Department of Ceramics and Refractory Materials
Ceramics is regarded as one of the most culturally important materials of mankind. However, although the oldest ceramic found, the Venus of Dolne Vestoniče, was produced approximately 30,000 years ago, the development of ceramic materials is ongoing. The so-called "technical ceramics" can be divided into "refractory materials", "functional ceramics" and "structural ceramics". Ceramic materials can also be found in everyday use as "silicate ceramics", in combination with metals or plastics they also occur in the form of "composite materials".
Since its existence, the further development of technical ceramics has had a decisive influence on technical progress and the improvement of living standards: The availability of electricity in our households was only made possible by insulating electroporcelain, the production and use of acids and alkalis on a large scale by corrosion-resistant stoneware.

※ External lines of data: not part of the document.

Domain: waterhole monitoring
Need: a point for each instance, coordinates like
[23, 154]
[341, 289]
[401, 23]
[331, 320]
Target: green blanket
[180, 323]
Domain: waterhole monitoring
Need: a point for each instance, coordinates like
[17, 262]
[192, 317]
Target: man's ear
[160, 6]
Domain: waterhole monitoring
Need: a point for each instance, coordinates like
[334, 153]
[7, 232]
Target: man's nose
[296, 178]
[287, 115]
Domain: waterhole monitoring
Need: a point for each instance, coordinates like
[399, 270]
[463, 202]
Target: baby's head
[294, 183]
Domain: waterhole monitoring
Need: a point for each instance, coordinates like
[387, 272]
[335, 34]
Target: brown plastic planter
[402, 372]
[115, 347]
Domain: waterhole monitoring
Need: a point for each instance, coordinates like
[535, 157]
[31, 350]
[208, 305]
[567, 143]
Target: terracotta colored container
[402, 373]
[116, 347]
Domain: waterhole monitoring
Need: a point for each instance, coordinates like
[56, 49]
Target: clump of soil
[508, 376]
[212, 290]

The production of metals and glasses via melting processes can only be carried out using refractory ceramic materials.
Modern high-performance ceramics, whose category includes functional and structural ceramics, have defined mechanical, thermal, chemical, electronic and biological properties. They are indispensable in energy technology (fuel cells, heat exchangers), electrical engineering (housings, capacitors, microchip carriers, sensors, actuators, varistors, circuit breakers), as bioceramics in medical technology (hip joint prostheses, dental implants, bone substitutes), in the automotive sector (catalyst carriers, diesel soot filters, rocker arm linings, portliners, turbochargers, exhaust valves), production technology (cutting tools, abrasives) and mechanical engineering (plain bearings, piezo actuators).
By combining different materials, the aim is usually to optimize the mechanical properties. This is done in the case of ceramic materials in combination with plastics or metals. Such composite materials aim at a high stiffness, a sufficient high temperature resistance as well as a low specific component weight. Metal-ceramic or ceramic-ceramic fibre composites are of particular interest in the aerospace industry.
At the Institute of Mineral Engineering, the working groups Bioceramics,High Temperature Measurement and Thermodynamics, Mechanical Material Behaviour,Refractory Materials, Additive Manufacturing Processes, Non-Oxide Ceramics and Sol-Gel Coatings conduct research in various fields of ceramic materials. Both fundamental and application-related questions are investigated. We are at the disposal of cooperation partners with our interdisciplinary expertise.